Kann die Abwärtsspirale gestoppt werden oder nicht? Immobilienhändler, Banken und Wohnungsbesitzer in Frankreich blicken mit bangem Blick in die Zukunft, nachdem der Zinsanstieg letztes Jahr Verkäufe, Kredite und Preise hat einbrechen lassen. Dennoch steht der französische Immobilienmarkt im Vergleich zu den europäischen Nachbarn noch immer vorteilhaft da, urteilt die Banque de France in ihrem Kreditmonitor für Haushalte.

Denn die Zahl der Privatpersonen gewährten Wohnungskredite ist 2023 zwar im Vergleich zu den beiden Vorjahren wie in Deutschland, Italien und Spanien stark gesunken, doch mit kumuliert 146 Mrd. Euro im Zeitraum Dezember 2022 bis November 2023 noch immer deutlich höher als in den Nachbarländern. Die Wohneigentumsquote in Frankreich beträgt 64,7%, in Deutschland dagegen nur 49,5%.

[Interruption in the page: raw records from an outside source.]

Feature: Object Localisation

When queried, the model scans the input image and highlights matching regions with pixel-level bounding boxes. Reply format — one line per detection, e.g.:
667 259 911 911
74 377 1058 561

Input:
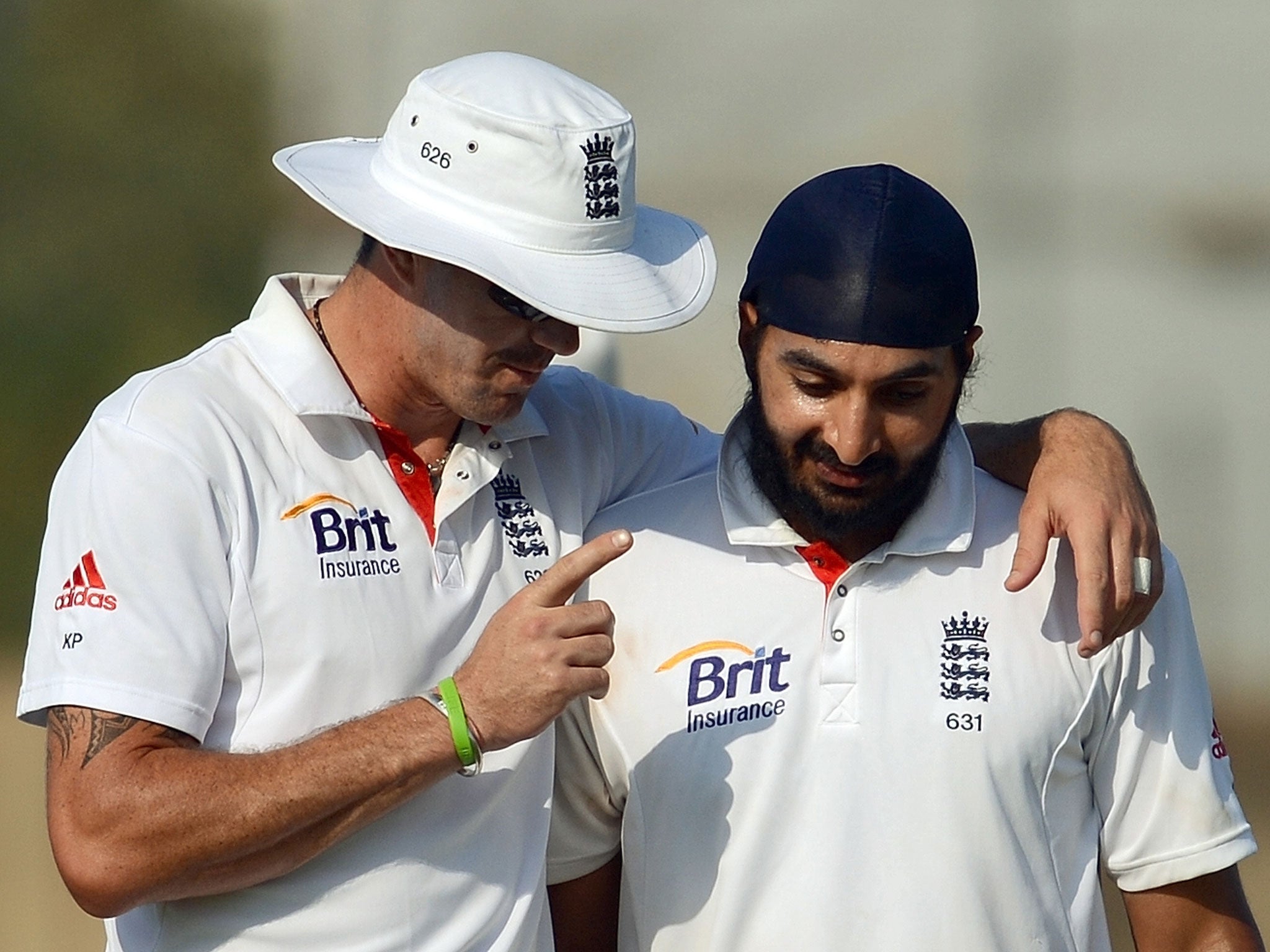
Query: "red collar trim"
795 542 851 596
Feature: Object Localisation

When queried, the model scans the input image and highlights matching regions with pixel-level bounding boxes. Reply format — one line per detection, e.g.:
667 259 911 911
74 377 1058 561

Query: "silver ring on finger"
1133 556 1155 596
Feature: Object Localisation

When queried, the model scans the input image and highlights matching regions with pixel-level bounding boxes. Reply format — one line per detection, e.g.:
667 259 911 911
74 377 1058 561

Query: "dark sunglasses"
489 283 551 324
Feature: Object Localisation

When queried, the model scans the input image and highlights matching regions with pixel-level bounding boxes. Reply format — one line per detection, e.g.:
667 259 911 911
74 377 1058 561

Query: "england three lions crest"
578 132 623 218
940 612 989 700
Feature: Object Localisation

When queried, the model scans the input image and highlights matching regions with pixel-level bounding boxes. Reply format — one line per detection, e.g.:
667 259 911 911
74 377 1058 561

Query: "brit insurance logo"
282 493 401 581
53 549 118 612
654 641 790 734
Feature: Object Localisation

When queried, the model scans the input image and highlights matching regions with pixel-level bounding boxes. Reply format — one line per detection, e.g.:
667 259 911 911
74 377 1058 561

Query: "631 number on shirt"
944 713 983 731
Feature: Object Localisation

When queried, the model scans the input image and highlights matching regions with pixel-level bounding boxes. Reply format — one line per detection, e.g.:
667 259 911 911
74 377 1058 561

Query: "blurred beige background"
0 0 1270 952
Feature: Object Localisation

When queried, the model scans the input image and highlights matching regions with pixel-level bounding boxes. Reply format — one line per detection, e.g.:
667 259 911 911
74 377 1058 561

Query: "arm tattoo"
80 711 140 768
47 707 198 769
48 707 84 763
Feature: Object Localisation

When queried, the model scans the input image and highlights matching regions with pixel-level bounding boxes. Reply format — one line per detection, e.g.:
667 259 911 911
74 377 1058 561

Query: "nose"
822 395 882 466
530 317 578 356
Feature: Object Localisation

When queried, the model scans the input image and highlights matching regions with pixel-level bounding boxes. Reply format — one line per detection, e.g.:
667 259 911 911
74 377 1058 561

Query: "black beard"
740 390 957 542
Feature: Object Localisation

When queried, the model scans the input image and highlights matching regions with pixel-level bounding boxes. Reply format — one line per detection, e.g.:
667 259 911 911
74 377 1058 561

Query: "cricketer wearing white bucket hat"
18 53 1150 952
273 52 715 332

Auch bei der Preisentwicklung steht der französische Immobilienmarkt vergleichsweise gut da. Denn eigentlich hätten die Preise wegen der deutlichen Verlangsamung des Marktes stärker sinken müssen. So ist die Zahl der Verkäufe von Altbauimmobilien nach Angaben des Immobilienmaklerverbandes Fnaim (Fédération nationale de limmobilier) 2023 um 22% eingebrochen.

Moderate Preiskorrektur

Dennoch sind die Preise laut Immobilienmakler Century 21 bei Häusern landesweit gerade mal um 1,7% gesunken, bei Wohnungen um 3,4%. Im Schnitt beträgt der Rückgang 1,8%, so dass der Quadratmeterpreis zuletzt bei 3.127 Euro lag.

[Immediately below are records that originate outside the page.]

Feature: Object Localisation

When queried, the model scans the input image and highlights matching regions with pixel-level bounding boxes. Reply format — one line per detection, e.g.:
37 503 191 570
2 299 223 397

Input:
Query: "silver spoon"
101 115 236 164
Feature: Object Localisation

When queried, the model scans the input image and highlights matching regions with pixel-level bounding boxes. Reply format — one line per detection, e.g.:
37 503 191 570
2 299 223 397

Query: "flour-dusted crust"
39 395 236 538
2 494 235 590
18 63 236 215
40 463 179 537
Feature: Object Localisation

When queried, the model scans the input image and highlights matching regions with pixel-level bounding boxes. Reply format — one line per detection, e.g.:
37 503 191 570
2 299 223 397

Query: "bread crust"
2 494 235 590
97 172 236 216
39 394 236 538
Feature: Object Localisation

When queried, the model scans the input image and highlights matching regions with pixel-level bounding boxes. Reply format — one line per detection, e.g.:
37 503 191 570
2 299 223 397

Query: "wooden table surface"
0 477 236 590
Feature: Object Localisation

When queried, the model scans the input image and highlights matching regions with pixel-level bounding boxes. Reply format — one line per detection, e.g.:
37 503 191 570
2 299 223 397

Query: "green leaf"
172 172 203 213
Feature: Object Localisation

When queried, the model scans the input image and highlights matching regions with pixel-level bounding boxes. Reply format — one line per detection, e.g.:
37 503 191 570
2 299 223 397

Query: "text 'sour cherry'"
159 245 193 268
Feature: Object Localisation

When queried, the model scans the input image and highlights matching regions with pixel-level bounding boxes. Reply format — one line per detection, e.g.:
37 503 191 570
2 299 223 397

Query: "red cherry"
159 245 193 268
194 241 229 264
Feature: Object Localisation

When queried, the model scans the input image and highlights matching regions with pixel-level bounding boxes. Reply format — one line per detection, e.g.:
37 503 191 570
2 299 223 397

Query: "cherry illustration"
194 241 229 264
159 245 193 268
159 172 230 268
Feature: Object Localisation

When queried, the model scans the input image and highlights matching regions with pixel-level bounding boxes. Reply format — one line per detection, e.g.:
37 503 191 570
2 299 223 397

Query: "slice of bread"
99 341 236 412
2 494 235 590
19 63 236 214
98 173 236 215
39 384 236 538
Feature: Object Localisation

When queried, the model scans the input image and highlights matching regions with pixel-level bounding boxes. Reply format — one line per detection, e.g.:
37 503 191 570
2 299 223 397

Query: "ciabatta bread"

In einigen Städten dagegen sind die Preise stärker gefallen, allen voran im Großraum Paris, aber auch in Nantes, Lyon und Bordeaux – Metropolen, in denen sich Immobilien in den Vorjahren stark verteuert hatten.

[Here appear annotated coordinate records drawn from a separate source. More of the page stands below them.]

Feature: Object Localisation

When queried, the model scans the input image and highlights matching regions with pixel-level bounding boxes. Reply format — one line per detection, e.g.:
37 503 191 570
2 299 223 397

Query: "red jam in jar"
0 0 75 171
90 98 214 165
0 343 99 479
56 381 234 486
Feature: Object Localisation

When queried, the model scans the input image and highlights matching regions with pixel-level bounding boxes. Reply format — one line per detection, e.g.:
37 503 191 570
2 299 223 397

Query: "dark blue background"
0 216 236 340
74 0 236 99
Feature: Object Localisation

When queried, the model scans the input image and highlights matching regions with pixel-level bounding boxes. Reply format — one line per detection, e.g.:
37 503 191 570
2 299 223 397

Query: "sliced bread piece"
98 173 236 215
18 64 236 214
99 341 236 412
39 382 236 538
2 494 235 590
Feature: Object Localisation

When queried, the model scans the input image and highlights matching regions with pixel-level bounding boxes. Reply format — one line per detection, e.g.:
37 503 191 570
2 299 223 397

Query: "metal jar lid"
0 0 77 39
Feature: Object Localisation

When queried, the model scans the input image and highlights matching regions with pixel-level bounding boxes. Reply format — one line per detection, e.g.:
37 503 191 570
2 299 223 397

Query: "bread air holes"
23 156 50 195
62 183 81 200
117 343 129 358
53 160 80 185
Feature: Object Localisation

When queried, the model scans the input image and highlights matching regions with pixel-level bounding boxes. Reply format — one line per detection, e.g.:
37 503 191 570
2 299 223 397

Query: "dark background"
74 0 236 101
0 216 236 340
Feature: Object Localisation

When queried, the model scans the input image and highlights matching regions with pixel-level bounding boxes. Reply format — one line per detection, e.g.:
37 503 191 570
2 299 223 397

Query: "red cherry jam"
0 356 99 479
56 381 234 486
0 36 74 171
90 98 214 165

In Paris ist der Quadratmeterpreis laut Century 21 innerhalb eines Jahres um 5,5% auf 9.774 Euro zurückgegangen, bei Eigentumswohnungen in den Vororten um 7,8% auf 4.445 Euro. In Nantes wiederum ist er um 8% auf 3.751 Euro gesunken, in Lyon um 5,9% auf 4.836 Euro und in Bordeaux um 4,9% auf 4.717 Euro. Außerhalb des Großraums Paris hätten sich die Preise 2023 aber relativ wenig verändert, meint Charles Marinakis, der Vorsitzende von Century 21 in Frankreich.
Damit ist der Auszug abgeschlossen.